Seit wenigen Jahren zeigt sich hier allerdings eine neue Entwicklung. Speziell auf die Zielgruppe der Älteren abgestimmte Titel erscheinen auf dem Zeitschriftenmarkt. Verlage entdecken das Marktsegment neu und möchten mit Angeboten wie Lenz, My Life oder Men`s Health Best Life ansprechende Produkte für Leser und Werbende gestalten.
Diese Zeitschriften zielen nicht nur auf eine neue Leserschaft, sondern hoffen gleichzeitig auf ein zunehmendes Umdenken in der werbetreibenden Wirtschaft, der älteren Generation mehr Aufmerksamkeit zu schenken[2]. Um eine optimale Werbeplattform für das „goldene Marktsegment“ (vgl. Meyer-Hentschel, 1991) zu sein, müssen die Zeitschriften ihre Zielgruppe und deren Bedürfnisse gut kennen. Nur so kann das Produkt „Zeitschrift für Ältere“ bei der Zielgruppe eine hohe Akzeptanz erreichen und zu einem erfolgreichen Artikel auf dem stark ausdifferenzierten Medienmarkt werden.
Das neue Zeitschriftenangebot für Ältere gestaltet sich sehr vielseitig. Nicht nur die unterschiedliche Altersbegrenzung der Zielgruppe, sondern auch deren stark differierende inhaltliche und konzeptionelle Gestaltung macht eine genauere Betrachtung dieser Zeitschriften interessant. Bereits in der Layoutgestaltung, aber vor allem bei der thematischen Auswahl, setzen die Verlage unterschiedliche Schwerpunkte. Obwohl sich alle Zeitschriften an ein und dieselbe Zielgruppe der Älteren wenden und Lifestyle Charakter haben, positionieren sich die Titel innerhalb dieses Marktsegmentes sehr unterschiedlich.

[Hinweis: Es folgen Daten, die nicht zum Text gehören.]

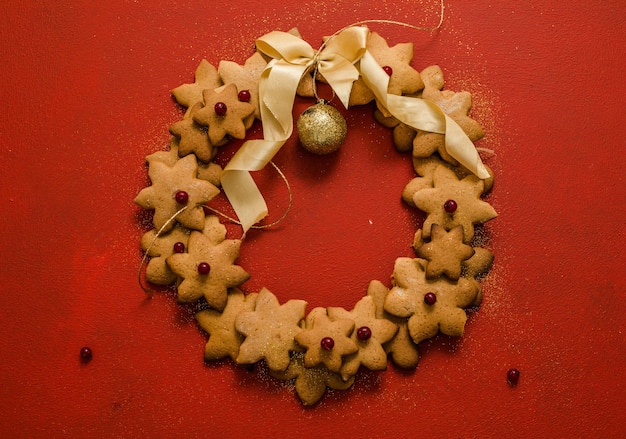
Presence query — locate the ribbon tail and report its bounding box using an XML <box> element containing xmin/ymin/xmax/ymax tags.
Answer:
<box><xmin>360</xmin><ymin>52</ymin><xmax>489</xmax><ymax>178</ymax></box>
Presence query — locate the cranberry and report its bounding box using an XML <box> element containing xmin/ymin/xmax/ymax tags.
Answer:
<box><xmin>356</xmin><ymin>326</ymin><xmax>372</xmax><ymax>341</ymax></box>
<box><xmin>174</xmin><ymin>191</ymin><xmax>189</xmax><ymax>204</ymax></box>
<box><xmin>198</xmin><ymin>262</ymin><xmax>211</xmax><ymax>274</ymax></box>
<box><xmin>506</xmin><ymin>369</ymin><xmax>520</xmax><ymax>387</ymax></box>
<box><xmin>320</xmin><ymin>337</ymin><xmax>335</xmax><ymax>351</ymax></box>
<box><xmin>80</xmin><ymin>346</ymin><xmax>93</xmax><ymax>363</ymax></box>
<box><xmin>443</xmin><ymin>200</ymin><xmax>458</xmax><ymax>213</ymax></box>
<box><xmin>215</xmin><ymin>102</ymin><xmax>228</xmax><ymax>116</ymax></box>
<box><xmin>237</xmin><ymin>90</ymin><xmax>252</xmax><ymax>102</ymax></box>
<box><xmin>424</xmin><ymin>293</ymin><xmax>437</xmax><ymax>306</ymax></box>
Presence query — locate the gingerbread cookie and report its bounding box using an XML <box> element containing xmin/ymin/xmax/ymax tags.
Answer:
<box><xmin>135</xmin><ymin>155</ymin><xmax>219</xmax><ymax>232</ymax></box>
<box><xmin>415</xmin><ymin>224</ymin><xmax>474</xmax><ymax>280</ymax></box>
<box><xmin>295</xmin><ymin>307</ymin><xmax>359</xmax><ymax>373</ymax></box>
<box><xmin>270</xmin><ymin>353</ymin><xmax>354</xmax><ymax>406</ymax></box>
<box><xmin>172</xmin><ymin>59</ymin><xmax>222</xmax><ymax>108</ymax></box>
<box><xmin>385</xmin><ymin>258</ymin><xmax>478</xmax><ymax>343</ymax></box>
<box><xmin>235</xmin><ymin>288</ymin><xmax>306</xmax><ymax>371</ymax></box>
<box><xmin>413</xmin><ymin>162</ymin><xmax>497</xmax><ymax>244</ymax></box>
<box><xmin>217</xmin><ymin>52</ymin><xmax>267</xmax><ymax>119</ymax></box>
<box><xmin>367</xmin><ymin>280</ymin><xmax>419</xmax><ymax>369</ymax></box>
<box><xmin>170</xmin><ymin>103</ymin><xmax>217</xmax><ymax>163</ymax></box>
<box><xmin>141</xmin><ymin>225</ymin><xmax>190</xmax><ymax>285</ymax></box>
<box><xmin>327</xmin><ymin>296</ymin><xmax>398</xmax><ymax>381</ymax></box>
<box><xmin>167</xmin><ymin>216</ymin><xmax>250</xmax><ymax>311</ymax></box>
<box><xmin>195</xmin><ymin>289</ymin><xmax>257</xmax><ymax>361</ymax></box>
<box><xmin>193</xmin><ymin>84</ymin><xmax>254</xmax><ymax>145</ymax></box>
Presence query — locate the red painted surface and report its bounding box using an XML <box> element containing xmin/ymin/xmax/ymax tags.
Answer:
<box><xmin>0</xmin><ymin>0</ymin><xmax>626</xmax><ymax>438</ymax></box>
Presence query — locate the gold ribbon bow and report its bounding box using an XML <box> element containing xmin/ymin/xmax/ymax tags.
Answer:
<box><xmin>221</xmin><ymin>27</ymin><xmax>369</xmax><ymax>234</ymax></box>
<box><xmin>221</xmin><ymin>26</ymin><xmax>489</xmax><ymax>235</ymax></box>
<box><xmin>360</xmin><ymin>52</ymin><xmax>489</xmax><ymax>178</ymax></box>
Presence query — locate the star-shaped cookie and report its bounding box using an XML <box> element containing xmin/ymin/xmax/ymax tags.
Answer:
<box><xmin>135</xmin><ymin>155</ymin><xmax>219</xmax><ymax>232</ymax></box>
<box><xmin>141</xmin><ymin>225</ymin><xmax>189</xmax><ymax>285</ymax></box>
<box><xmin>385</xmin><ymin>258</ymin><xmax>478</xmax><ymax>343</ymax></box>
<box><xmin>172</xmin><ymin>59</ymin><xmax>222</xmax><ymax>108</ymax></box>
<box><xmin>193</xmin><ymin>84</ymin><xmax>254</xmax><ymax>145</ymax></box>
<box><xmin>367</xmin><ymin>280</ymin><xmax>419</xmax><ymax>369</ymax></box>
<box><xmin>235</xmin><ymin>288</ymin><xmax>307</xmax><ymax>371</ymax></box>
<box><xmin>367</xmin><ymin>32</ymin><xmax>424</xmax><ymax>95</ymax></box>
<box><xmin>415</xmin><ymin>224</ymin><xmax>474</xmax><ymax>280</ymax></box>
<box><xmin>170</xmin><ymin>103</ymin><xmax>217</xmax><ymax>163</ymax></box>
<box><xmin>413</xmin><ymin>166</ymin><xmax>497</xmax><ymax>244</ymax></box>
<box><xmin>167</xmin><ymin>216</ymin><xmax>250</xmax><ymax>311</ymax></box>
<box><xmin>327</xmin><ymin>296</ymin><xmax>398</xmax><ymax>381</ymax></box>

Ziel dieser Arbeit ist es deshalb, das Spektrum der Zeitschriften für Ältere genauer zu untersuchen und darzustellen. Dabei soll analysiert werden, auf welcher Definition der Zielgruppe – über das grundlegende Merkmal des höheren Alters hinaus – die Zeitschriften basieren. Es wird davon ausgegangen, dass die Publika diese Definition inhaltlich reflektieren, da Zeitschriftentitel zunehmend so gestaltet werden, dass sie eine hohe Kontaktchance zu einer bestimmten Zielgruppe bieten (vgl. Wickmann, 1999, S. 375).
Vorab muss allerdings geklärt werden, wer im Rahmen dieser Arbeit als „älter“ bezeichnet werden soll. Alt ist in der Regel, wer seinen Beruf aufgibt und in Rente geht (vgl. Tews 1992, S. 22). Doch durch Altersteilzeit, Vorruhestand und Arbeitslosigkeit im höheren Erwerbsalter ist keine eindeutige Alterszuweisung mehr möglich (vgl. Backes/Clemens, 2000, S. 134ff). Die Bezeichnung „alt“ ist folglich von mehreren Faktoren abhängig. Für diese Arbeit ist die Altersbestimmung aus Marketing und Werbung wesentlich, die in diesem Zusammenhang Personen über 50 Jahre als ältere Konsumenten einstuft (vgl. Kaupp, 2000, S. 174f). Dem folgend werden auch in dieser Arbeit die über 50-Jährigen als Ältere bezeichnet. Falls andere Altersgruppen gemeint sind, wird dies deutlich gemacht.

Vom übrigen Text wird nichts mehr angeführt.